Massimo Giletti: “Ecco la Rai che sogno”

Da molti anni tiene compagnia al pubblico di RaiUno, Massimo Giletti, pietra miliare di quell’intrattenimento popolare (“intrattenimento consolatorio” a voler usare le parole di Aldo [...]

Da molti anni tiene compagnia al pubblico di RaiUno, Massimo Giletti, pietra miliare di quell’intrattenimento popolare (“intrattenimento consolatorio” a voler usare le parole di Aldo Grasso) che, pur essendo genere alquanto vilipeso, trova ragione nelle ampie platee che raggiunge.  La sua “Arena” della domenica pomeriggio attira giudizi controversi e tentativi d’imitazione, ma lo show, al suo ottavo anno, continua a funzionare e anzi ha dilatato in questa stagione i suoi tempi. Sono trascorsi 17 anni dal debutto di Massimo Giletti davanti alle telecamere, era il 1994, la trasmissione era Mattina in famiglia su Rai 2. E fu matrimonio, il conduttore ha mai lasciato la Rai diventando, di fatto, testimone di un periodo denso di cambiamenti. Cambiamenti nella tv, nel mondo della comunicazione, nel “ventre” stesso di “mammaRai”.

DT – Come immagina il futuro del servizio pubblico Rai?

MG – E’ difficile già prevedere il presente… figuriamoci il futuro!

DT – Sì, ma le piace la Rai di oggi?

MG – Credo che si debba cominciare a produrre internamente questa è l’unica strada. Io sono uno dei pochi rari prodotti interni Rai degli ultimi anni e credo che bisogna continuare a produrre nell’azienda…

DT – Cosa si augura per la Rai?

MG – Mi piacerebbe che si riconoscesse chi è bravo, insomma, per le persone che hanno qualità e hanno passione vorrei il giusto riconoscimento. E parlo di riconoscimenti anche pecuniari, importanti per stimolare chi lavora bene. Credo ancora nel servizio pubblico, credo nella mission di servizio pubblico ma bisogna smetterla, bisogna aver coraggio e smetterla di seguire le tv commerciali. Bisogna avere il coraggio di investire in prodotti diversi e non solo commerciali

DT – Si ma per vent’anni abbiamo avuto come presidente del consiglio il creatore della tv commerciale….

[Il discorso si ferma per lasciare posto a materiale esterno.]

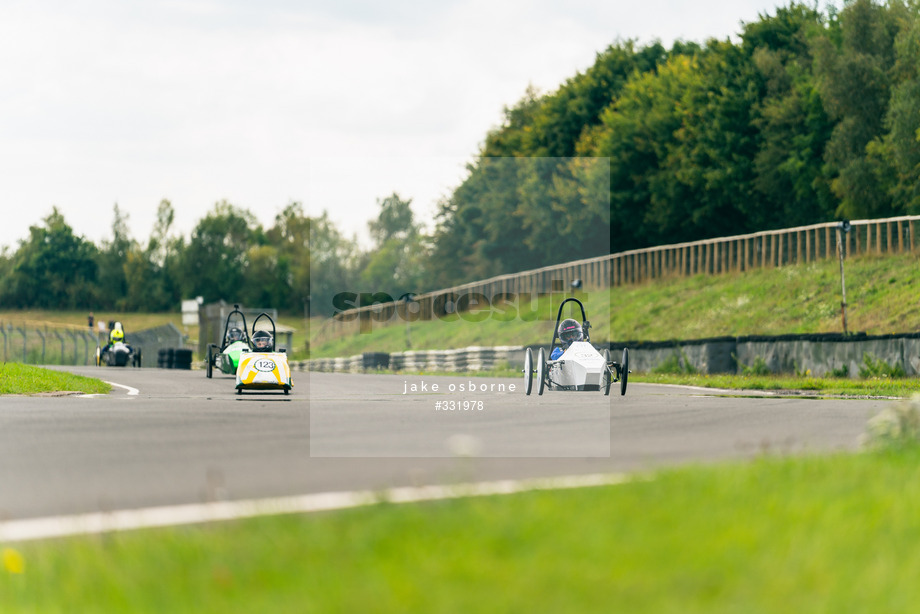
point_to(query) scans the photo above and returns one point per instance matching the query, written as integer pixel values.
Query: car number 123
(265, 365)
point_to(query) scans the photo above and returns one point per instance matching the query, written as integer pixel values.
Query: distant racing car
(226, 356)
(117, 353)
(261, 366)
(580, 367)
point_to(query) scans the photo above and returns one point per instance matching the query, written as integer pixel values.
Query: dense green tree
(853, 66)
(213, 264)
(332, 265)
(395, 263)
(112, 282)
(52, 269)
(290, 235)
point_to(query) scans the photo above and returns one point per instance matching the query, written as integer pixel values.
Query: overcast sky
(334, 104)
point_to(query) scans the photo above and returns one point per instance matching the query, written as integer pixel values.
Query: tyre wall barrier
(818, 355)
(174, 358)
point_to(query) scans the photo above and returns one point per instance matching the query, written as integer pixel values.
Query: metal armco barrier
(769, 248)
(817, 354)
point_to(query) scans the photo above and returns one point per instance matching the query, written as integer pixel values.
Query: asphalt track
(183, 438)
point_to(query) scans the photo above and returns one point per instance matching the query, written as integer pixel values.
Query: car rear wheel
(624, 371)
(541, 371)
(528, 371)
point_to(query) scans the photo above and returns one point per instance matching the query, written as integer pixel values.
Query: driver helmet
(569, 331)
(262, 340)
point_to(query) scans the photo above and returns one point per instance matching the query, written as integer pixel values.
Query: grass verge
(881, 298)
(818, 386)
(830, 534)
(16, 378)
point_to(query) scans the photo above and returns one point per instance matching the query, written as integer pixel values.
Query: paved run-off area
(186, 439)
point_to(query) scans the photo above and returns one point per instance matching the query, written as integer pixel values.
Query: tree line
(811, 116)
(228, 256)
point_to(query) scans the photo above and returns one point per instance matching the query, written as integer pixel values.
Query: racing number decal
(264, 365)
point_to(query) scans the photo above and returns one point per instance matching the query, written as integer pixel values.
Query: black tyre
(528, 371)
(624, 371)
(541, 371)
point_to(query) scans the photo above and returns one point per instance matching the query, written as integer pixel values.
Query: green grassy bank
(881, 293)
(816, 534)
(17, 378)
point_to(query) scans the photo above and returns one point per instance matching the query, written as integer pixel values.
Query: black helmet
(262, 340)
(569, 331)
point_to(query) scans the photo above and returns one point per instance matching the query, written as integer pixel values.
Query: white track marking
(132, 392)
(123, 520)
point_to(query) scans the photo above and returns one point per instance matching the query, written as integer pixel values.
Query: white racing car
(580, 367)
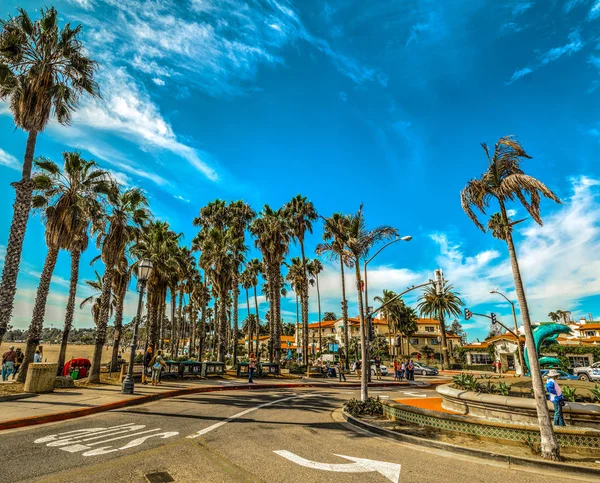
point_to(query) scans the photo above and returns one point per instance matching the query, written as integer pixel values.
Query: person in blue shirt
(556, 397)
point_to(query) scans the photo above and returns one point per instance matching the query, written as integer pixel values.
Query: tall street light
(369, 322)
(144, 271)
(403, 238)
(520, 354)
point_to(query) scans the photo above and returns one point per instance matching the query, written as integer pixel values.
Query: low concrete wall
(41, 377)
(514, 409)
(574, 440)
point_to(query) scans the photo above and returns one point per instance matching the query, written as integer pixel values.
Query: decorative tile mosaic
(496, 432)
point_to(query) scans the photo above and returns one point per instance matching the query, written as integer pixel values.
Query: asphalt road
(272, 436)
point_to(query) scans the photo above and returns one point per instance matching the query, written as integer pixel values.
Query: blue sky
(344, 101)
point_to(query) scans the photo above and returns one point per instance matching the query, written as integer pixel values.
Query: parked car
(563, 376)
(590, 373)
(424, 370)
(383, 369)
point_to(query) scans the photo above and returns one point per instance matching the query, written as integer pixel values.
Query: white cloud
(85, 4)
(519, 73)
(594, 12)
(556, 262)
(127, 110)
(575, 44)
(521, 8)
(9, 160)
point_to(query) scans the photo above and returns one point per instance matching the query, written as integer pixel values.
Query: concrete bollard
(41, 377)
(123, 372)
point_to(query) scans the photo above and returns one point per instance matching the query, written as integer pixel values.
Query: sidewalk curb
(79, 413)
(16, 397)
(513, 462)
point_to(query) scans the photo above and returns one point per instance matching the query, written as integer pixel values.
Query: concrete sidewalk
(31, 409)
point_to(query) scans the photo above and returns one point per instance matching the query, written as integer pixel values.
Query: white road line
(239, 415)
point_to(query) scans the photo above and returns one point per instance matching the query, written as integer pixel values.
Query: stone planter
(514, 409)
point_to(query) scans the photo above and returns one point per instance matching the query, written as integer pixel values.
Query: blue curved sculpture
(545, 336)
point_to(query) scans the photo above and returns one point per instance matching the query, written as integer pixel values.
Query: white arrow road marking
(415, 394)
(361, 465)
(239, 415)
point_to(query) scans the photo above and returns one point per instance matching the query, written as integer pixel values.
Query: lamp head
(145, 270)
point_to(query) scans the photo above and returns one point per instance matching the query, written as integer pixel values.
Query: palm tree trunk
(549, 443)
(257, 324)
(94, 374)
(18, 227)
(173, 326)
(75, 258)
(222, 346)
(39, 310)
(236, 295)
(250, 329)
(319, 304)
(364, 377)
(444, 343)
(118, 326)
(345, 317)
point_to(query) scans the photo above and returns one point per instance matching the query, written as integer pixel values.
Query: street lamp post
(403, 238)
(144, 271)
(519, 353)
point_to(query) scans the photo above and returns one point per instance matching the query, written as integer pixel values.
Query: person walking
(148, 356)
(410, 368)
(157, 364)
(18, 361)
(377, 362)
(8, 362)
(341, 370)
(556, 397)
(251, 368)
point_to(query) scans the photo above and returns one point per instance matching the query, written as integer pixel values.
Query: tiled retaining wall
(567, 438)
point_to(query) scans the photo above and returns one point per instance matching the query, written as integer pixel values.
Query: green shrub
(569, 394)
(503, 389)
(372, 406)
(595, 393)
(296, 368)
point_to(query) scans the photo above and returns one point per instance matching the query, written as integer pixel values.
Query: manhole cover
(159, 477)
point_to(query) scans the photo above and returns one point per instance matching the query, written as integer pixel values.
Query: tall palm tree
(253, 270)
(359, 240)
(120, 282)
(504, 181)
(314, 268)
(333, 232)
(272, 233)
(68, 199)
(441, 306)
(95, 299)
(301, 214)
(43, 71)
(240, 216)
(127, 214)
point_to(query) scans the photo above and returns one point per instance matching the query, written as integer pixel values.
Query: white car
(383, 369)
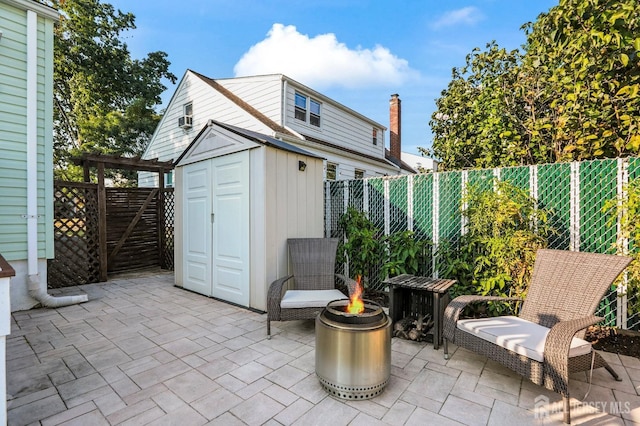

MG – Lo sapevo che la buttava in politica.

DT – Non crede forse che abbia influito sulle sorti della Rai il potere politico di Silvio Berlusconi?

MG – Guardi io dico solo che da anni la Rai non investe più nelle risorse interne, deve tornare a fare servizio pubblico che per me vuol dire tornare a produrre all’interno e premiare chi ha qualità.  Mancano gli uomini di prodotto e i pochi uomini di prodotto non li vedo ben messi, sono spesso frustrati.

DT – Non vuole proprio parlare dell’influenza della politica in Rai?

MG – C’è sempre stata, dall’epoca di Bernabei la televisione è sempre stata in mano alla politica, ma mancano gli uomini di qualità e di prodotto, e a volte bisogna anche dire no alla politica.

DT – E’ possibile?

MG – Io sono un sognatore, amo sognare, spero non che non siano solo illusioni.

DT – Corrado Augias alla domanda come immagina il futuro del servizio pubblico ha risposto in modo secco: che la Rai sia liberata dai partiti…

MG – Non è una cosa possibile, non è praticabile. Essendo il nostro editore il parlamento tutti l’auspichiamo ma non è così…

DT – Siamo al cane che si morde la coda dato che i partiti non potranno sempre proporre i bravi o gli uomini di prodotto, hanno altre logiche …..

MG – Sì lo so, ma così si perde la competitività, occorrono persone brave capaci, nei luoghi di decisione. Ci sono persone brave anche se sono targate politicamente e che sanno fare il loro lavoro.